Whether it is Moses connecting creation week with a normal week in the fourth commandment; or Isaiah affirming God created man at the same time He created the heavens and the earth; or Jesus explaining the global destruction of the Flood in light of His second coming; or Luke tracing the history of the world through a single genealogy; or Paul relating the work of Adam to the work of Christ; or Peter showing the relationship between the creation, global flood, and judgment to come, there is only one historical sequence that consistently fits: 6-day creation.

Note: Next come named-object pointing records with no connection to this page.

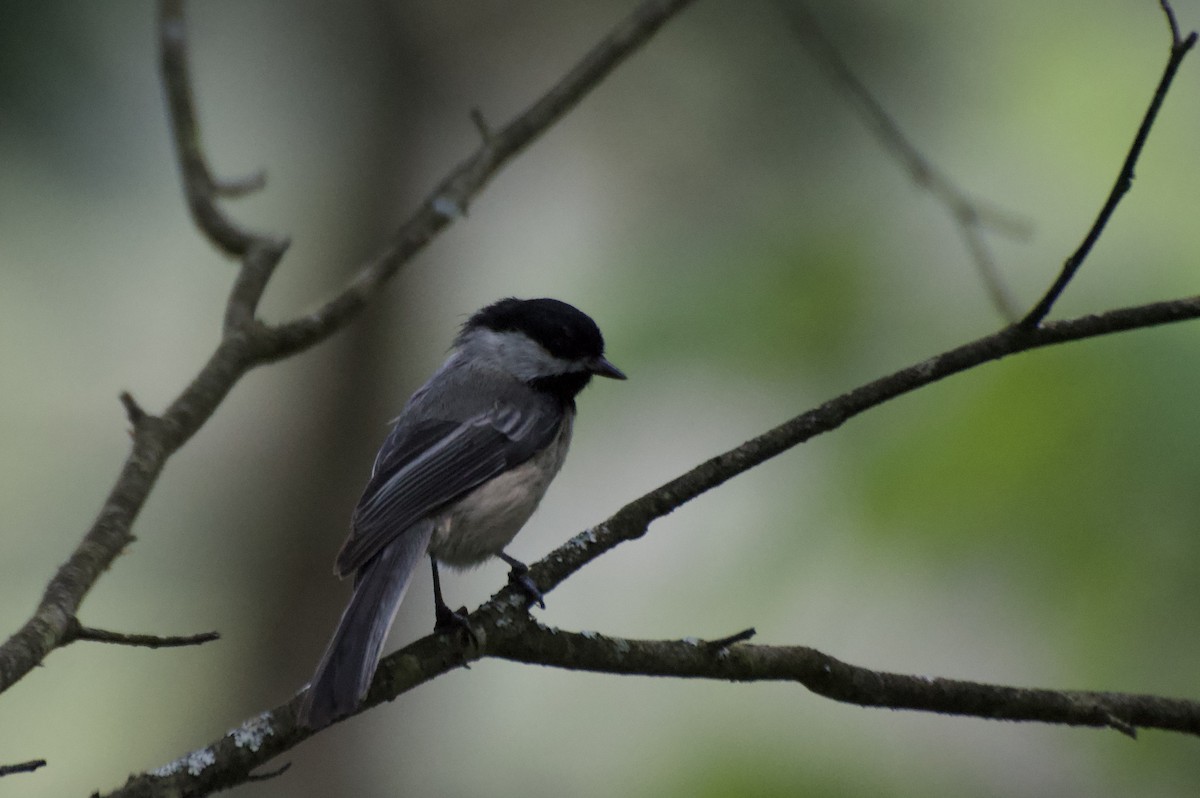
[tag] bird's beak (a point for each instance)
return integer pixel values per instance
(601, 367)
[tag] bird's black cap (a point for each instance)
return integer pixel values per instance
(562, 329)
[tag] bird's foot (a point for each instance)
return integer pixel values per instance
(450, 621)
(519, 575)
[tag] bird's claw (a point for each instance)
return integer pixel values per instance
(533, 595)
(449, 621)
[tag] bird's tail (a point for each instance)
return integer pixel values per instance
(345, 671)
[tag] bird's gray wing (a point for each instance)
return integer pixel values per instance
(425, 467)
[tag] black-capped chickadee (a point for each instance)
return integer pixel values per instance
(462, 471)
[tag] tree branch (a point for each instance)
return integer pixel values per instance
(970, 215)
(1180, 48)
(832, 678)
(246, 342)
(78, 631)
(199, 186)
(22, 767)
(502, 624)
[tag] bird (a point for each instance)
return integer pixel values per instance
(463, 468)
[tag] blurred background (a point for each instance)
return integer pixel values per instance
(750, 251)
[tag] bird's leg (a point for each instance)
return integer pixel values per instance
(519, 575)
(448, 619)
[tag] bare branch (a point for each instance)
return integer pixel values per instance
(449, 201)
(77, 631)
(1180, 48)
(199, 186)
(133, 411)
(22, 767)
(970, 215)
(839, 681)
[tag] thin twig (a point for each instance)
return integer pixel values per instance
(133, 411)
(970, 215)
(449, 201)
(22, 767)
(144, 641)
(1180, 48)
(199, 186)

5. Essential Doctrines are Related to History
Last year, I had lunch with a friend who takes a more liberal view of the Bible. As he heard what was in the film, he said, “if there really was a global flood, that changes everything.” This is similar to the line of thinking we see in Acts: if a man really rose from the dead, that changes everything. Paul establishes the necessary connection between the events of history and Christian doctrine in 1 Corinthians 15. Peter does the same in 2 Peter 3 with creation, the flood, and the final judgment. Yet it is only within the historical framework of 6-day creation that all these events cohere to the fabric of time.

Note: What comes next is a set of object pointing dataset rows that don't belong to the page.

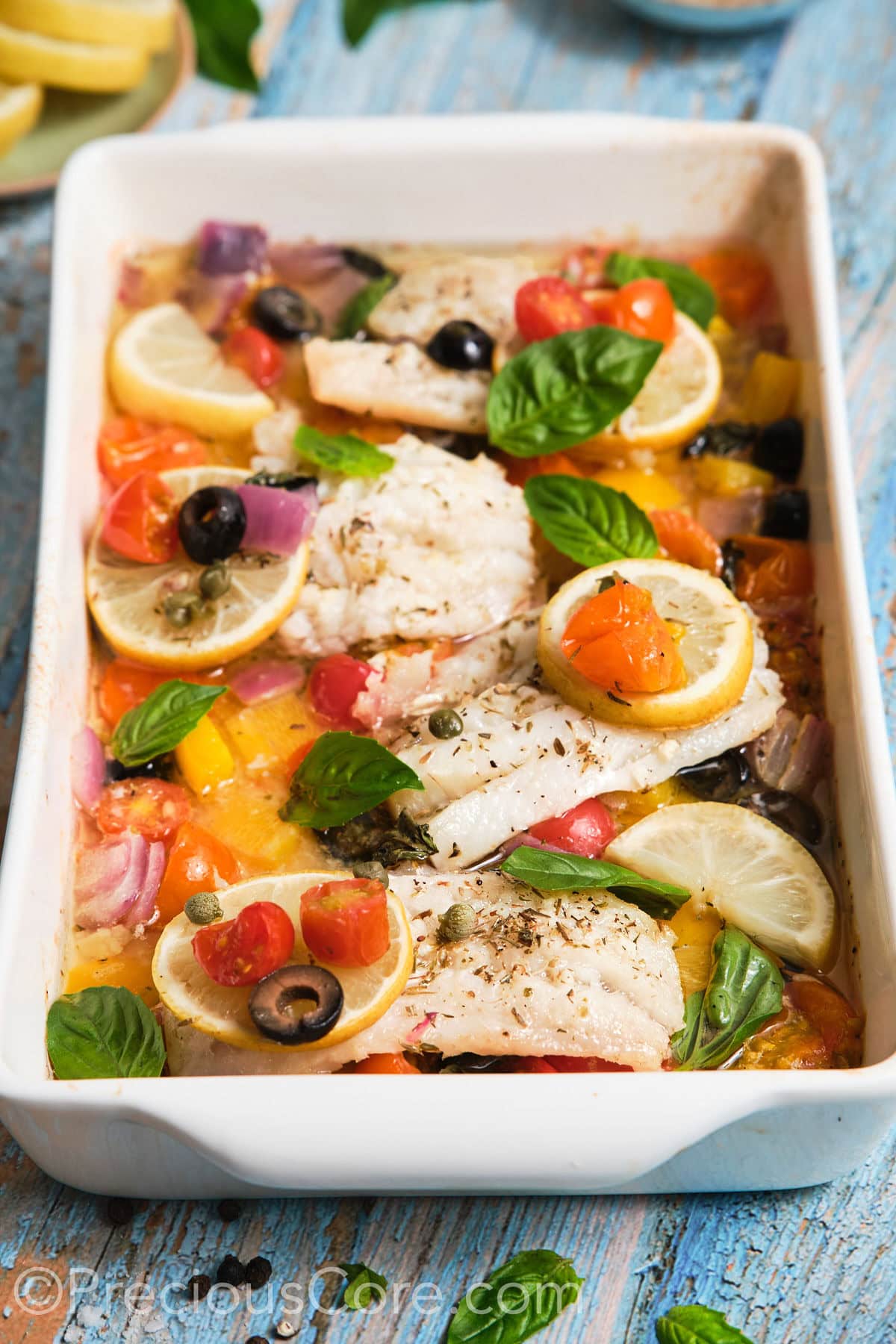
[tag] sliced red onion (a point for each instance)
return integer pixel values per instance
(87, 768)
(277, 520)
(265, 680)
(230, 249)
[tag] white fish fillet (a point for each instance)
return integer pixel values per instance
(395, 382)
(578, 974)
(473, 289)
(435, 546)
(526, 756)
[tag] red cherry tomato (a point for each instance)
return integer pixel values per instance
(152, 806)
(550, 305)
(128, 445)
(334, 687)
(586, 830)
(140, 520)
(198, 862)
(346, 924)
(255, 354)
(243, 951)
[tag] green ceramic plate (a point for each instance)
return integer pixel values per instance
(69, 120)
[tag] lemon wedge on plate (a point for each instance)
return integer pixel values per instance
(712, 633)
(222, 1012)
(163, 366)
(127, 597)
(754, 874)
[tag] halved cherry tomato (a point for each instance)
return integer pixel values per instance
(386, 1065)
(618, 641)
(152, 806)
(128, 445)
(255, 354)
(346, 924)
(243, 951)
(586, 830)
(687, 541)
(550, 305)
(198, 862)
(140, 520)
(334, 687)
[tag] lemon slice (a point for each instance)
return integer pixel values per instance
(87, 67)
(753, 873)
(129, 23)
(223, 1012)
(163, 366)
(712, 632)
(19, 111)
(127, 598)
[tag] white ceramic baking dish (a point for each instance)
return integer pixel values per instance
(458, 181)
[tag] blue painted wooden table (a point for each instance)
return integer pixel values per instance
(815, 1265)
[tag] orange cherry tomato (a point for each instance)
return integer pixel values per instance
(550, 305)
(128, 445)
(243, 951)
(687, 541)
(346, 924)
(255, 354)
(152, 806)
(198, 862)
(386, 1065)
(140, 520)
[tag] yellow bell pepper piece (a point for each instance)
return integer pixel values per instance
(205, 759)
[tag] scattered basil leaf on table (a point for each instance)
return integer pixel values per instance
(548, 871)
(225, 31)
(344, 453)
(559, 393)
(356, 314)
(588, 522)
(341, 777)
(697, 1325)
(163, 721)
(104, 1033)
(689, 290)
(516, 1301)
(743, 994)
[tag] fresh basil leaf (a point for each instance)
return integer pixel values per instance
(164, 719)
(361, 1288)
(696, 1325)
(743, 994)
(561, 391)
(341, 777)
(689, 290)
(344, 453)
(548, 871)
(588, 522)
(356, 314)
(225, 31)
(104, 1033)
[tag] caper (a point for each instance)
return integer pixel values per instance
(445, 724)
(205, 907)
(457, 922)
(214, 581)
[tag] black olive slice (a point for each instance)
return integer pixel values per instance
(272, 996)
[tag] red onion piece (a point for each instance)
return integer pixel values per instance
(230, 249)
(87, 768)
(277, 520)
(265, 680)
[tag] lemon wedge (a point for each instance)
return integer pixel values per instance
(127, 598)
(754, 874)
(712, 632)
(163, 366)
(222, 1012)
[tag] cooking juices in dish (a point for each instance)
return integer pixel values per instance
(457, 699)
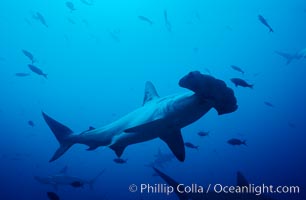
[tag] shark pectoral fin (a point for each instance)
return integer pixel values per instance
(118, 149)
(147, 126)
(92, 148)
(150, 92)
(175, 142)
(60, 151)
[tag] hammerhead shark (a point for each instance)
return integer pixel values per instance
(159, 117)
(211, 195)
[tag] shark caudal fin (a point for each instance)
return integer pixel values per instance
(210, 88)
(62, 133)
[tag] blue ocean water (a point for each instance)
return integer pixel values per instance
(97, 59)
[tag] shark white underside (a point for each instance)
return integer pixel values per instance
(158, 117)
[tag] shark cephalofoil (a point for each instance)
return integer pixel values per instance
(159, 117)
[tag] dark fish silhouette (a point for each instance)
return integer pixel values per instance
(77, 184)
(269, 104)
(291, 125)
(235, 141)
(289, 56)
(31, 123)
(238, 69)
(190, 145)
(53, 196)
(241, 82)
(29, 55)
(120, 160)
(167, 22)
(87, 2)
(115, 35)
(264, 22)
(39, 17)
(21, 74)
(145, 19)
(203, 133)
(37, 70)
(70, 5)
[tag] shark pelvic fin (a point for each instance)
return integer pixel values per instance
(147, 126)
(61, 133)
(150, 93)
(118, 149)
(175, 142)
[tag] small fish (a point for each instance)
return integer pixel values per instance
(167, 22)
(31, 123)
(53, 196)
(145, 19)
(120, 160)
(208, 71)
(21, 74)
(264, 22)
(91, 128)
(115, 35)
(269, 104)
(190, 145)
(88, 2)
(203, 133)
(70, 5)
(77, 184)
(238, 69)
(37, 70)
(71, 21)
(291, 125)
(29, 55)
(38, 16)
(235, 141)
(241, 82)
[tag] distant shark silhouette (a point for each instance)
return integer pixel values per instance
(62, 178)
(292, 56)
(241, 181)
(158, 117)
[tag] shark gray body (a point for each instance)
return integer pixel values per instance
(211, 195)
(62, 179)
(159, 117)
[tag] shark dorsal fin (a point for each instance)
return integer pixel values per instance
(150, 92)
(63, 170)
(241, 180)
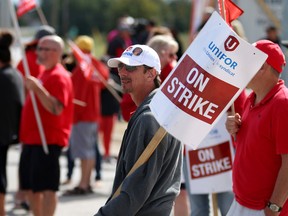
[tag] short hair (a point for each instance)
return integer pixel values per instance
(6, 40)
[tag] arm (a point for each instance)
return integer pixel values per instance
(50, 103)
(280, 193)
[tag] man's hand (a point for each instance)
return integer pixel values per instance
(233, 124)
(32, 83)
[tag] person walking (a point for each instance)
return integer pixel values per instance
(260, 177)
(84, 136)
(12, 99)
(153, 187)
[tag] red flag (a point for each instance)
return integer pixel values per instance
(231, 10)
(83, 59)
(24, 6)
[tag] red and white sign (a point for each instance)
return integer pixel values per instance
(211, 74)
(209, 167)
(24, 6)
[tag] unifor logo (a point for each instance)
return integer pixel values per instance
(231, 43)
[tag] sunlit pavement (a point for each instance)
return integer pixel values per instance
(69, 205)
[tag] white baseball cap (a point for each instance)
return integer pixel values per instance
(138, 55)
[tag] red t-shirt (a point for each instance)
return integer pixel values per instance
(260, 142)
(57, 128)
(34, 68)
(88, 91)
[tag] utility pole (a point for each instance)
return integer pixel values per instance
(5, 19)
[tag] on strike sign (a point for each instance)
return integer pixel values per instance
(210, 161)
(209, 168)
(211, 74)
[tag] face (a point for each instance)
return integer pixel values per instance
(47, 53)
(132, 77)
(168, 55)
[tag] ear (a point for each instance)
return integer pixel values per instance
(151, 73)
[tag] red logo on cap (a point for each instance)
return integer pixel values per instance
(231, 43)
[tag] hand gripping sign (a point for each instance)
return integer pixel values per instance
(211, 74)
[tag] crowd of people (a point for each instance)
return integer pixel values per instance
(78, 112)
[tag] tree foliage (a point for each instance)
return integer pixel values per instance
(87, 16)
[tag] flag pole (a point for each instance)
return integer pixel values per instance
(27, 73)
(223, 10)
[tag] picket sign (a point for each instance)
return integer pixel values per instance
(210, 75)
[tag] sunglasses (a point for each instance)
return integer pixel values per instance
(127, 67)
(46, 49)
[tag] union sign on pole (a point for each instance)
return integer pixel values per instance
(211, 74)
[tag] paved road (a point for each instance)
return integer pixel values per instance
(69, 205)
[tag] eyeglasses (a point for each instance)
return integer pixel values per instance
(46, 49)
(127, 67)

For instance, if the thick fossil-bearing rock layers are the result of a global flood, they are a physical reminder of God’s global judgment on the earth in the past—as well as in the future. If, however, one adopts the conventional chronology, those huge layers are merely a testimony to millions of years. God’s judgment is erased from the earth—and perhaps overlooked in the future.

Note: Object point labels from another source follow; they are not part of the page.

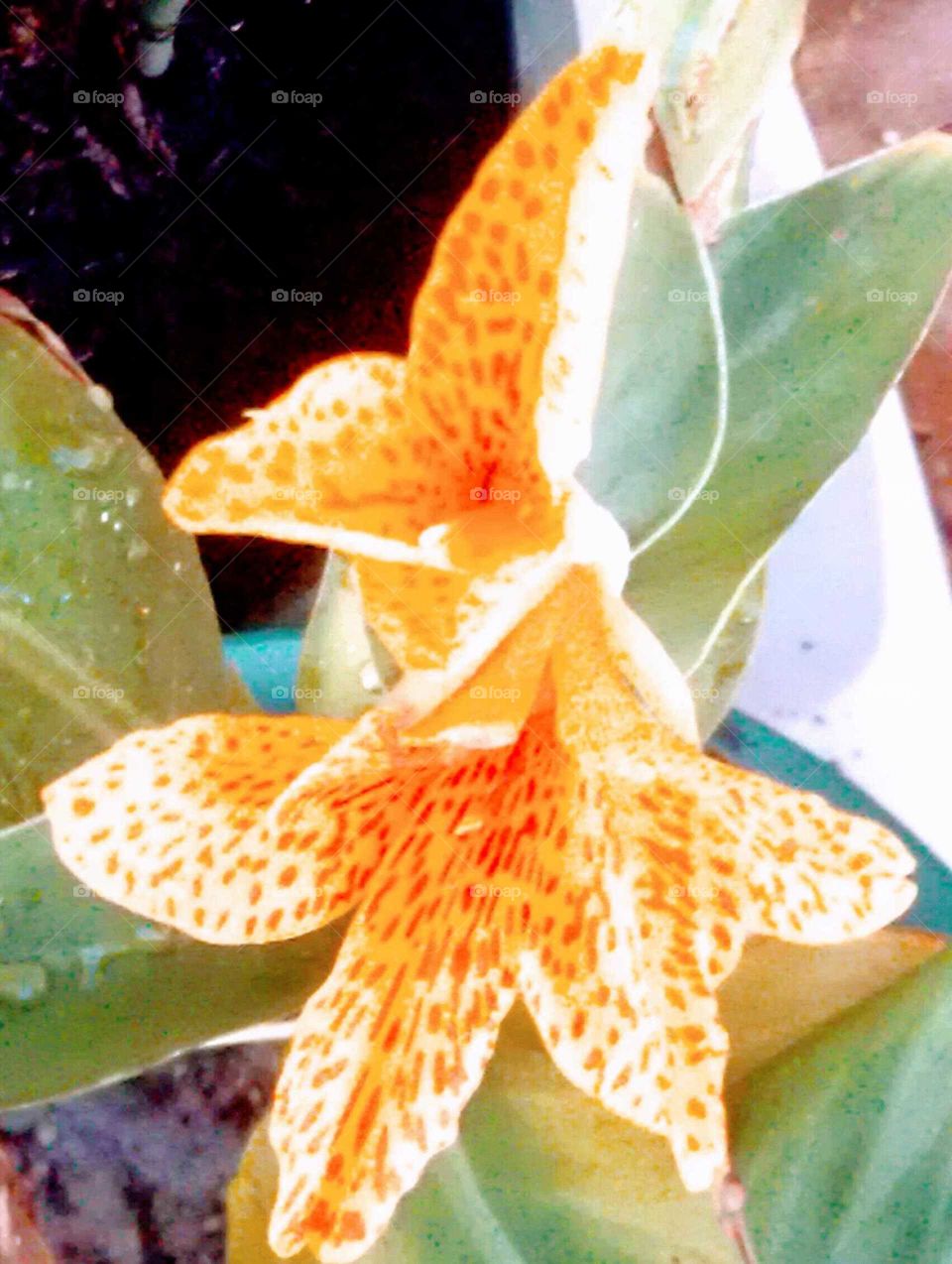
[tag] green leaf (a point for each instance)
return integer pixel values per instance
(717, 675)
(343, 668)
(726, 57)
(844, 1143)
(544, 1173)
(825, 295)
(661, 406)
(91, 992)
(106, 622)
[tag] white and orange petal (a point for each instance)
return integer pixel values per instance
(232, 828)
(392, 1047)
(335, 461)
(509, 327)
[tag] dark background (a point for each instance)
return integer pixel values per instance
(198, 196)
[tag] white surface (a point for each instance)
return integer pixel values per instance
(853, 660)
(855, 647)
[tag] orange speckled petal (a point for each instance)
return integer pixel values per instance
(231, 828)
(388, 1053)
(333, 461)
(780, 859)
(440, 626)
(793, 866)
(509, 328)
(610, 972)
(629, 1019)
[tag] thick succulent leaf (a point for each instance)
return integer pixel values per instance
(752, 745)
(106, 622)
(544, 1173)
(844, 1143)
(663, 401)
(823, 296)
(726, 57)
(343, 668)
(90, 992)
(717, 675)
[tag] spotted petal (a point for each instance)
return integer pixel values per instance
(336, 461)
(511, 325)
(392, 1047)
(232, 828)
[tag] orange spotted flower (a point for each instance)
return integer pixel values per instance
(600, 867)
(447, 475)
(530, 816)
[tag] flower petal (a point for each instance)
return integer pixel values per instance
(389, 1051)
(336, 461)
(213, 825)
(498, 362)
(440, 626)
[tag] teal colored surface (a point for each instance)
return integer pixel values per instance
(268, 660)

6. Presuppositional Thinking Helps Us Understand the Discipline of Science
Finally, what about science itself? When I started researching our documentary, I came across a book entitled The Structure of Scientific Revolutions by Thomas Kuhn. Although there is much that could be said about Kuhn, his method is easy for Reformed Christians to grasp: he applies presuppositional thinking to the discipline of science. Anyone who has read [Cornelius] Van Til can see the similarities between them:
Both point out that data is not “value-neutral,” but that people bring a ‘set of glasses’ toward the interpretation of the world around them. Both recognize the intense commitment people have toward certain views to the exclusion of all others. Both note that groups consistently interpret what they observe in light of their base presuppositions. Now what makes Kuhn interesting is that he explores the history of science in light of this thinking. The result is that he effectively questions the absolute epistemological authority of modern science.
Again, this should not surprise Reformed Christians – we are well aware of the implications of presuppositional thinking. But I would hope it would give Reformed Christians pause who seem to place an enormous amount of trust in the latest ideas of scientists concerning the conventional history of the world — a history which happened long before any of them even existed. As Isaiah might remind us, “Stop regarding man in whose nostrils is breath, for of what account is he?” (Isaiah 2:22, ESV)
I regret the abbreviated nature of these thoughts. They are only a few of the many I arrived at during my three-year process researching this film. I have explored them at greater depth in the Is Genesis History? Bible Study that accompanies the film.
In closing, it is my strongest conviction as a Reformed Christian that 6-day creation is the only longterm viable option for Reformed theology. As D. Martin Lloyd-Jones said, “I have no gospel unless Genesis is history.”